Theodora ne put résister à son effroi ; et quittant sa fenêtre à la hâte, elle regagna son lit dans l’espoir d’y trouver le repos. Mais, hélas ! ce fut en vain ; et si par instans l’accablement fermait ses paupières, son sommeil était pénible. Ainsi se passa toute la nuit ; aux premiers rayons du jour, la triste Theodora se leva, et guidée par un sentiment irrésistible, elle s’approcha de la fenêtre qui donnait sur les jardins. Elle y était encore réfléchissant sur ce qu’elle avait vu pendant la nuit, au moment où Lisarda, l’une des femmes désignées par Leonor, entra pour lui offrir ses services. D’un caractère naturellement fort causeur, Lisarda entama tout de suite la conversation.

— Bonjour, madame, je vous salue. Comment avez-vous passé la nuit ? — Bien tranquillement, je suis sûre, car cet appartement est très calme et très retiré. — Mais, grand Dieu ! comme vous êtes pâle ! — Êtes-vous donc malade ? — La Virgen nos valga[1] ! Il faut envoyer chercher Samuel Mendez ; car vous saurez que ce Samuel est un médecin fort savant, quoique ce soit un maudit Juif[2] : je vais lui faire dire de venir ; il ne faut pas que vous ayez peur de lui, car le mécréant n’oserait pas faire usage de ses poisons sur une personne de votre rang, madame ; s’il arrivait quelque malheur à votre vie, ce Samaritano[3] le paierait de la sienne ; il me semble que c’est un bon moyen d’obtenir des cures heureuses. Ainsi, permettez-moi de faire demander Samuel Mendez.

— Je vous remercie de votre attention, répondit Theodora, mais toute la science des médecins ne pourrait rien sur mon mal. Hélas ! ajouta-t-elle en souriant tristement, il est dans mon cœur ; ainsi tous les soins de Samuel Mendez seraient infructueux.

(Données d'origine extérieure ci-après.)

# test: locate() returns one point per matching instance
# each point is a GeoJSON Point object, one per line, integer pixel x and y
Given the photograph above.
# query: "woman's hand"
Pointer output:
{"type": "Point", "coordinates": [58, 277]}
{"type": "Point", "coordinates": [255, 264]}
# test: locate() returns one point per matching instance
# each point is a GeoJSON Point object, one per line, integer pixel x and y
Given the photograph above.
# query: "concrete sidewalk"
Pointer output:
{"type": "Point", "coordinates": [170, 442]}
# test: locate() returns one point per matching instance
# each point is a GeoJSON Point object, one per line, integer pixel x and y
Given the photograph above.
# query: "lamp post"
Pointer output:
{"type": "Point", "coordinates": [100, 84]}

— Il faut reprendre votre gaieté, madame, car toute la ville de Grenade est dans la joie ; et d’ailleurs il serait déplorable qu’il y eût un cœur triste dans ce palais lorsque le bonheur y règne. Ah ! grand Dieu ! l’idée seule des fêtes qui vont avoir lieu ici nous fait perdre la tête.

— Je vous félicite sincèrement de ce bonheur, quoique je ne puisse le partager, reprit Theodora.

— Oh ! madame, s’écria Lisarda, il faut que vous vous réjouissiez comme les autres ; et pourrait-il en être autrement, lors de l’arrivée prochaine de notre excellent maître, Don Alonzo de Aguilar ?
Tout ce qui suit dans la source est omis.